Ian McDowell, |
Ian McDowell didn't set out to write a book about the noble King Arthur of legend. Instead, he chose to remake the familiar tale from the perspective of the usual villain, Arthur's bastard son, Mordred.
Mordred's Curse is a very different view of the well-known events which mark Arthur's heroic and, ultimately, tragic story. While McDowell's approach is fresh and his narrative is often quite amusing, it's also frequently profane and rife with ugly imagery. This is not a suitable book for younger readers, no matter how much they may enjoy Arthurian tales.
The book is presented as Mordred's own journal, a collection of his memories stretching back to his youth, his first meeting with the awe-inspiring king, his training at the hands of his mother, Morgawse, and the ultimate revelation which changed his love for Arthur to hatred. Mordred's narrative has good things to say about no one (except, of course, himself). Take, for instance, this description of King Lot from Mordred's childhood: "His face was a pale, indignant mask in the fire-thrown shadows of the hall, his pursed mouth, long ascetic nose, and perpetually startled eyes all giving him his usual look of sanctimonious hauteur mingled with righteous indignation, like a prelate who's just been buggered by a Jute."
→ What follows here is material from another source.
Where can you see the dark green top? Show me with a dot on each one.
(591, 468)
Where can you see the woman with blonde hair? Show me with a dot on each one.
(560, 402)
Merlin is reduced to a vain, sinister, vengeful and giggling pedophile who was Uther's trusted magician and lover but was banished by Arthur for employing sorcery. Morgawse, Arthur's half-sister, is portrayed in a better light -- not evil, as she's usually depicted, but merely amoral. That trait she rapidly conveys to young Mordred as he matures.
Arthur himself is pious to the point of insufferability; in fact, no Christians are shown too favorably in this book. Although a charismatic leader, McDowell's Arthur is no hero -- each attempt to slay some dangerous beast fails, and he must each time be rescued by Mordred. (Mordred, for his part, is always brave and skillful, but still soils himself in every fight.)
Only Mordred's brother, Gawain, are Arthur's wife-to-be, Guinevere, are cast positively in this book -- and Guinevere soon proves herself to be both deceitful and greedy for power.
There's nothing glorious or noble in this version of the tale. The ugliest aspects of the people and places in Mordred's Curse are always the sides McDowell chooses to spotlight. And Mordred's constant whining and cynical outlook on everything gets tiresome rather quickly.
This book should appeal to anyone who hates heroes and who likes to see legends reduced to filth. Devoted Arthur fanatics may want to read this one simply for variety's sake; everyone else may want to pass this one by. The story begun in Mordred's Curse continues in Merlin's Gift; I suspect a sense of morbid curiosity will drive me to finish the series.